Data warehousing
From Hill2dot0
Many businesses generate a significant amount of data on a daily basis. Each transaction, each contact with a customer, supplier, or employee can yield valuable data that might become useful to the enterprise. In simple terms, a data warehouse is a repository of raw data collected and organized for use by analytical applications and user queries. Although it normally resides on a high-end server (or servers), the data can be stored on many different media including magnetic disk, magnetic tape, DVD, CD, microfiche, and many other media.
Data warehousing is composed of two phases. First, enterprise systems extract data from online transaction processing (OLTP) applications (as well as other sources).

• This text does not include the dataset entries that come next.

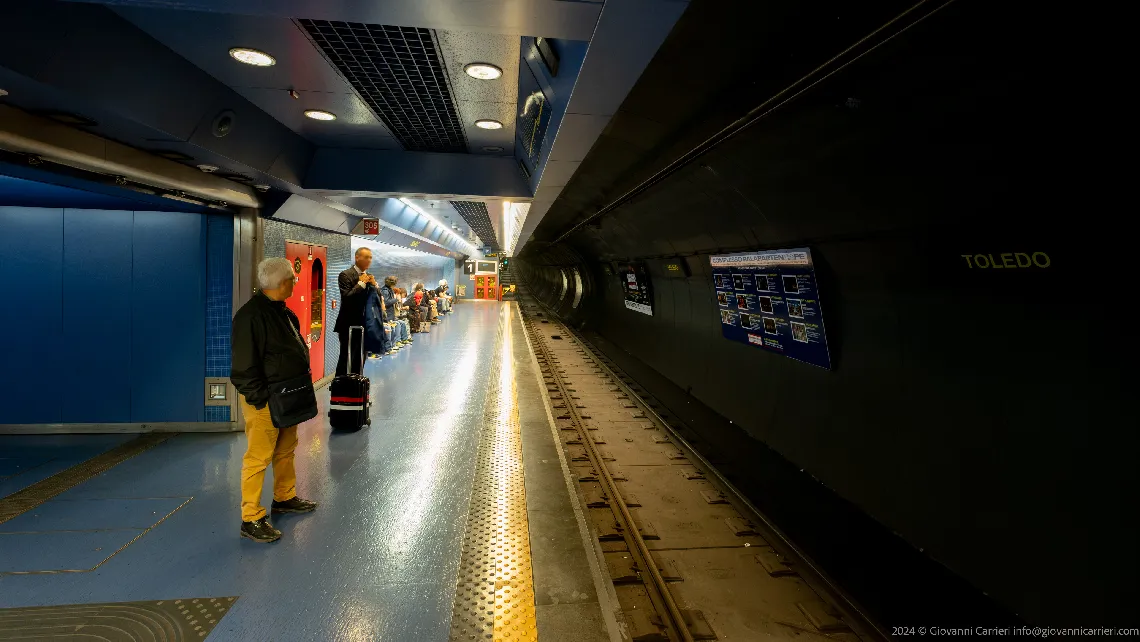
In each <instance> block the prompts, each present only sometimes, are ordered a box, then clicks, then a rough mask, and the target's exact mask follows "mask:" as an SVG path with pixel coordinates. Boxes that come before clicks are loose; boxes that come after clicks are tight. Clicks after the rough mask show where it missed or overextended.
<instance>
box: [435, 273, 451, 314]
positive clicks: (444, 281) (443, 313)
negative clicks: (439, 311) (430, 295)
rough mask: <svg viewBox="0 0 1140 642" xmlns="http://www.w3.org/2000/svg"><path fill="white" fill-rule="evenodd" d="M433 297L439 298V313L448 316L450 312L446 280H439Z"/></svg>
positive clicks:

Second, the data is filtered, categorized, and stored. Data warehouse applications address each phase.
Ideally, all customer interaction should be collected, including telephone calls, U.S. Postal Service mail inquires, website, inquiries, product or service sales statistics, parts inventories, supply chain statistics, and so forth.
Another important issue is timeliness of data. If information is not kept up-to-date, a data warehouse can easily become a data tomb.
A data warehouse is like a library and the Dewey Decimal classification. The library houses books, and the Dewey Decimal classification organizes books. The classification scheme enables a library patron to find a book, but the book’s content is not assimilated until the patron reads it. Likewise, raw data from a data warehouse is not knowledge.
Although the data warehouse appears as a unified set of stored information, in reality the data warehouse may be serveral databases either centrallized or distributed across the enterprise. The data warehousing application provides a unified view into the information set.
A data warehouse is the basic foundational element of an overall business intelligence application.